We know how to reduce homicides in Latin America. Where’s the political will?

A resident walks past a police officer during an anti-drug operation in Rio de Janeiro. (Ricardo Moraes/REUTERS)
A resident walks past a police officer during an anti-drug operation in Rio de Janeiro. (Ricardo Moraes/REUTERS)

Before 2018 is over, more than half the population of Latin America will have elected a new president. At the top of new leaders’ agendas will be the task of effectively addressing an epidemic of violence that has made Latin America home to a third of the world’s homicides despite having only 8 percent of its population.

The region’s citizens are fed up and demanding solutions. In Mexico, where the murder rate in 2017 was the country’s highest on record, voters just elected former Mexico City mayor Andrés Manuel López Obrador on the promise that he would take on crime and the corrupt elites who turn a blind eye to it. López Obrador has called for his incoming government to form a security strategy by consulting international experts, religious leaders and others in a series of forums that will begin on Aug. 7.

It’s an important first step. The implications of not acting, for Mexico and the rest of Latin America, have seldom been clearer. The homicide epidemic has already killed more than 2 million Latin Americans since the turn of the century, and violence will continue to drag down economies. Widespread frustration, in turn, threatens to provide the perfect kindling for demagogues and critics of democracy.

We’re already seeing signs of this. Support for democracy in Latin America fell to just 53 percent in 2017, the lowest level in more than a decade, according to Latinobarómetro, a Chile-based pollster. In Brazil, home to more than 60,000 homicides per year, Jair Bolsonaro, a right-wing populist and retired army captain who waxes nostalgically about the country’s last military dictatorship, is leading the polls ahead of October’s presidential race. Bolsonaro has tapped into public anger over high crime, but his policy solutions, such as giving police a “carte blanche” to kill suspected criminals, promise only more violence and human rights abuses.

The good news — if lawmakers and candidates such as Bolsonaro choose to listen — is that the path to lower homicide rates is not a mystery. Decades of honest efforts in Latin America and around the world have shown what works and what doesn’t. In a new issue on reducing homicide, Americas Quarterly examined eight anti-homicide strategies and consulted with security experts to assess their track records.

We found that despite Latin America’s grim statistics, there are plenty of success stories if you look for them. They include Ecuador, which in 2011 invested millions of dollars in a community policing initiative that prioritized relationships between police officers and the communities they serve. In turn, Ecuador’s homicide rate fell from 15.4 homicides per 100,000 people in 2011, to just 5.7 percent 100,000 in 2016 — and is one of the lowest in Latin America last year, according to data from the Igarapé Institute.

In Colombia, once a byword for narco-driven violence, a sharp expansion of spending on security, and partnerships between civil society and city and national leaders, helped the homicide rate fall by two-thirds between 2002 and 2016. initiatives have included a gun control campaign that started in Medellín in 2004, as well as Plan Cuadrantes, a community policing initiative that uses a national database of geo-referenced crime data to more effectively deploy resources and officers.

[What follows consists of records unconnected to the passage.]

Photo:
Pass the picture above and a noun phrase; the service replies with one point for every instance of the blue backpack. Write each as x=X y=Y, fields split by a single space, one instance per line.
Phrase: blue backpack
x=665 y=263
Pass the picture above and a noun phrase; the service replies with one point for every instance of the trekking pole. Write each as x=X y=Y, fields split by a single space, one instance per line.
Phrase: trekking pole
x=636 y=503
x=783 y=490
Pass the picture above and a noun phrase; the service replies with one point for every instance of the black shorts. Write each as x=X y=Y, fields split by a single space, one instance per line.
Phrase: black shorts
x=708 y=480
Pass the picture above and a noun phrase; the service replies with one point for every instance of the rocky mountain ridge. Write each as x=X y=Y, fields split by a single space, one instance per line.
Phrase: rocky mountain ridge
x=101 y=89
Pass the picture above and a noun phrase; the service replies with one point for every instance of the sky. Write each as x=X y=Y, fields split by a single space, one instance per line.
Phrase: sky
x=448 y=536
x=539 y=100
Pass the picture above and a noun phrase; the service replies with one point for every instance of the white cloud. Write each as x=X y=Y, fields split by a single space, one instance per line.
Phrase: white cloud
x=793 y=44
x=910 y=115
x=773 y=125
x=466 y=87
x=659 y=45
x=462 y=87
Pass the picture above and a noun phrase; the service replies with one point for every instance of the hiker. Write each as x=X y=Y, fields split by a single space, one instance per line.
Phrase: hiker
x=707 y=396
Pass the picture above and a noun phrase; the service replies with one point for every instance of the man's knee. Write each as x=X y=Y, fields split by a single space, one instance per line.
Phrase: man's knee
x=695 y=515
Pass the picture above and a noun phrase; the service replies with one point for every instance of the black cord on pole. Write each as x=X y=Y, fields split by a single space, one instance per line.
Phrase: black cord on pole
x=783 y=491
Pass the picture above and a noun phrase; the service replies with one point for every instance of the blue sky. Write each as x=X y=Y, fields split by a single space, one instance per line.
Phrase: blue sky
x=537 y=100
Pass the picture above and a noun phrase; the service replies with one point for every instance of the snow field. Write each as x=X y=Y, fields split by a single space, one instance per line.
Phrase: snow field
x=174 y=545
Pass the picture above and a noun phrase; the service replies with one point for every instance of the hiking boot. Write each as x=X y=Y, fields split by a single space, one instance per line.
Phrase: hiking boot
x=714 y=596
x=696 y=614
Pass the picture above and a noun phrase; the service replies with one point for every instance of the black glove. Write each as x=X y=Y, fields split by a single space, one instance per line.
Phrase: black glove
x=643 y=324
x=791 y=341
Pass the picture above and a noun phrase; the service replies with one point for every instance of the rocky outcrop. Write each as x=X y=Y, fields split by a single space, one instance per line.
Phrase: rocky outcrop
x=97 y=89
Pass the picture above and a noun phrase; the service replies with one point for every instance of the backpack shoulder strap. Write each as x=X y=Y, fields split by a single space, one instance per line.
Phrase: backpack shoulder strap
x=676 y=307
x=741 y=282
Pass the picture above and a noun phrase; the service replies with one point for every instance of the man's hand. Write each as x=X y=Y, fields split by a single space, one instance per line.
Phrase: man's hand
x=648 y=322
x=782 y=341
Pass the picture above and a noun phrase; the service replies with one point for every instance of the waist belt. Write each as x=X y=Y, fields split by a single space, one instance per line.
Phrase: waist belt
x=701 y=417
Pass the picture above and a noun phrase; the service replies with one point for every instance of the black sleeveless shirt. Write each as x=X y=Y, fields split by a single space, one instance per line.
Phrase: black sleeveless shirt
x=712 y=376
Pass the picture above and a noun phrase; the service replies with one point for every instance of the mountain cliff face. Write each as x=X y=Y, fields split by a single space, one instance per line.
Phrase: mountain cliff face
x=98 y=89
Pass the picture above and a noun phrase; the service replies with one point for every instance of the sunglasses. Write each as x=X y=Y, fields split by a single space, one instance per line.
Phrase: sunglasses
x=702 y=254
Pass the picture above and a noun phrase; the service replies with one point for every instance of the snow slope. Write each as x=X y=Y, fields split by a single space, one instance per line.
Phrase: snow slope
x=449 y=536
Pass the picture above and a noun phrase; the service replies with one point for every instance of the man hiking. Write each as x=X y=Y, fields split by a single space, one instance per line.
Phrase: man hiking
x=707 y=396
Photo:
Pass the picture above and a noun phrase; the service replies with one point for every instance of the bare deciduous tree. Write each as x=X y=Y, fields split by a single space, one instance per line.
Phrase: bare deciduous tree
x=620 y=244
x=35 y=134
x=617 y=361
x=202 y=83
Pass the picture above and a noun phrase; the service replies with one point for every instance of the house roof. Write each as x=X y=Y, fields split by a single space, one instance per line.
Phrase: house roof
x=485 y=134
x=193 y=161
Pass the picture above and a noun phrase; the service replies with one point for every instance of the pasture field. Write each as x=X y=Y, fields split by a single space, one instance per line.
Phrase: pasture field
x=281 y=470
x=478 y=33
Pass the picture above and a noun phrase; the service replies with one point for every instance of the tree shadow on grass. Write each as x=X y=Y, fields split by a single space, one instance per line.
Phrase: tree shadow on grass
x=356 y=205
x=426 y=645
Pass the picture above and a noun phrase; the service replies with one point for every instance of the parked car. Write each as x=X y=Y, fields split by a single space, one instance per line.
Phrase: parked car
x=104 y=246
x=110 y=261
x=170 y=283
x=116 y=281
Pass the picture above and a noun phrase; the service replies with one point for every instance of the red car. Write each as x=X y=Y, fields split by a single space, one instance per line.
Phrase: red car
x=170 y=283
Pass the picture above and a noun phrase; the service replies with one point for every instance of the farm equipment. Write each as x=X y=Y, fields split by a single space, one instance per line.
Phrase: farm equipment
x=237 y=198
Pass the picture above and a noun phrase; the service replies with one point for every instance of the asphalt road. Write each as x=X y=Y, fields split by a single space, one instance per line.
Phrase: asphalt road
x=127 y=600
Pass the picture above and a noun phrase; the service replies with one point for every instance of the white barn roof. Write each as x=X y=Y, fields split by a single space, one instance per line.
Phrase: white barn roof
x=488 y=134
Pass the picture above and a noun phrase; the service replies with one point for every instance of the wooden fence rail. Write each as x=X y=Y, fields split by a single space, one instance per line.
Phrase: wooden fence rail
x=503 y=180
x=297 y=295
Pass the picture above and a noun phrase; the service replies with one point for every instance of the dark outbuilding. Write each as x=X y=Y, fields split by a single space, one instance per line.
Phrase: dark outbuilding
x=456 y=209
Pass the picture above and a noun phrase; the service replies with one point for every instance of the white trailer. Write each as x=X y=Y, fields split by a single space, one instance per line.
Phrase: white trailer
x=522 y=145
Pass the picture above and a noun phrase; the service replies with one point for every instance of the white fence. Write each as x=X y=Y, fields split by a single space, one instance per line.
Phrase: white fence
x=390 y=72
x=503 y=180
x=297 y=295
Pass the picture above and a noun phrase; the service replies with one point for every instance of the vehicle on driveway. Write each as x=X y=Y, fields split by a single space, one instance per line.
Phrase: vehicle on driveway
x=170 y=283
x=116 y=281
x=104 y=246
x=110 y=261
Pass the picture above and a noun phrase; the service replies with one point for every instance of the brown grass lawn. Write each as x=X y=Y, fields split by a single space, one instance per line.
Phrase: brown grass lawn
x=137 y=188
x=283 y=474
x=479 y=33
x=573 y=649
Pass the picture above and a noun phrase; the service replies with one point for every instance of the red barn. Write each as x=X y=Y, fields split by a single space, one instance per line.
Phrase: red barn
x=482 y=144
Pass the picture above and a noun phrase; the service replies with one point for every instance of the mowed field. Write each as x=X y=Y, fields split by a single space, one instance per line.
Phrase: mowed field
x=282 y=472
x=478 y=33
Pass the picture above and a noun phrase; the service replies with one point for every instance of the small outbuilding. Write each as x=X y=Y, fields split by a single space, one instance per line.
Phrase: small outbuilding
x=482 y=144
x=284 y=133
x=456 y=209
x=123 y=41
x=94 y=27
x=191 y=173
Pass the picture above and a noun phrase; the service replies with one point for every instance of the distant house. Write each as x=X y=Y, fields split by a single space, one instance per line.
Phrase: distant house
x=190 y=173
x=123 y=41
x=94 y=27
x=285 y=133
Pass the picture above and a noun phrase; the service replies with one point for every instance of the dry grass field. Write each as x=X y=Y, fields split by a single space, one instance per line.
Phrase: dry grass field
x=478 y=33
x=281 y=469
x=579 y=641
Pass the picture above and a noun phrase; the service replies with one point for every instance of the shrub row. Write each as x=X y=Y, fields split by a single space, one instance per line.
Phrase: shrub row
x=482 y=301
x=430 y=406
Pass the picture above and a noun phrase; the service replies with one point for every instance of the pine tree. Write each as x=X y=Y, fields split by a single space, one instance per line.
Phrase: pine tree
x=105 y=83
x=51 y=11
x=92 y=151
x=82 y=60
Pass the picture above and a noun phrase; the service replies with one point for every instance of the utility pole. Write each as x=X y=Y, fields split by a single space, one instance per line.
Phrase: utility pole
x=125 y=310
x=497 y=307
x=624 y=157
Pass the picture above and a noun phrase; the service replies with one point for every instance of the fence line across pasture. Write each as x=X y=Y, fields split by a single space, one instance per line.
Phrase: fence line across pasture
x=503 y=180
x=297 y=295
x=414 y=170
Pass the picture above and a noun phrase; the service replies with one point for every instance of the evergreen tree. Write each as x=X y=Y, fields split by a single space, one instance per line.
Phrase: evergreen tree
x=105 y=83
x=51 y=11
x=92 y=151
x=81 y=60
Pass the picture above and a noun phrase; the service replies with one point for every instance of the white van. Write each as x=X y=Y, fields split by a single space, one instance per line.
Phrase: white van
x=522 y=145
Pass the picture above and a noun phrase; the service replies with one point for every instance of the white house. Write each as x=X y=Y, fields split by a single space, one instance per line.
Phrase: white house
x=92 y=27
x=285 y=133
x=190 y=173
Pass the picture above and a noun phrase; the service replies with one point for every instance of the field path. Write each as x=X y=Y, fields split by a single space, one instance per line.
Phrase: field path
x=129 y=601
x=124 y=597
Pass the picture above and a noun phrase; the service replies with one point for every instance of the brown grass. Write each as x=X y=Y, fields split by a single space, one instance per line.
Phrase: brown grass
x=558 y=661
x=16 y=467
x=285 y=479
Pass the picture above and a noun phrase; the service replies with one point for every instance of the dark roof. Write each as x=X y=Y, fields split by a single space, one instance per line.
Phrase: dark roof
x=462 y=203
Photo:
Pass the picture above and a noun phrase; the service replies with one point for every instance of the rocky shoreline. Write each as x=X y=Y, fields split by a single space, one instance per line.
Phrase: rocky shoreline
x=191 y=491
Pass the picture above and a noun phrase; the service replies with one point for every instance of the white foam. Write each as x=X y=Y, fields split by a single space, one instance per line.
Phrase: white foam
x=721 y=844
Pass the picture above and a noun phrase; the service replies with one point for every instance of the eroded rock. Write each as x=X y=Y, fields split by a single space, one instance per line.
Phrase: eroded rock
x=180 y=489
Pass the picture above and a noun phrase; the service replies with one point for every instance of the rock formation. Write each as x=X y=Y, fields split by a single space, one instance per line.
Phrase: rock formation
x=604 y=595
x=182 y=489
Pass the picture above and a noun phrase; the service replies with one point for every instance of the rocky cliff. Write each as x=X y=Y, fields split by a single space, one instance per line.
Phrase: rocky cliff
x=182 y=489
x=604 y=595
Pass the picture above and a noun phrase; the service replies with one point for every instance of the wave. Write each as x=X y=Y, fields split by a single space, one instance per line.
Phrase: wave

We also found clues to what works even in countries where the problem sometimes seems hopeless. After Honduras’s homicide rate hit a regional high in 2011 of 85.5 murders per 100,000 people, a police reform implemented in 2012 helped slash the country’s homicide rate by 50 percent in less than five years. As part of its reform, the government purged corrupt officials from the police force, raised officer salaries and entry requirements, and opened a new police academy.

From community policing to police reform, a common thread unites effective efforts: reducing homicide requires targeted, long-term investment in the communities most affected by homicides and in the police forces that work in them. Elected officials should be wary of the temptation to earn popular support with reactions to crime that may pay short-term dividends, but at a sordid price. One example of this was when Brazilian President Michel Temer, beset by dismal approval ratings, deployed federal soldiers to control crime in Rio de Janeiro state in February. But one group found that shooting incidents and police-involved killings both rose more than 30 percent in the first four months after the military’s deployment.

Deploying the military to fight crime in place of the police has backfired elsewhere in the region. Mexico is a prime example. After then-President Felipe Calderón militarized Mexico’s fight against crime in 2006, the country’s homicide rate grew 56 percent over the next decade.

Knowing what works and what doesn’t can help elected officials in the region finally crack the code to lowering homicide. It will mean working with businesses to ensure that there are economic opportunities for at-risk young people. It will mean holding law enforcement accountable for the impunity that lets murderers walk free. And it will take turning campaign promises into policy.

The solutions are there. Will leaders commit to them?

Brendan O’Boyle is a senior editor of Americas Quarterly.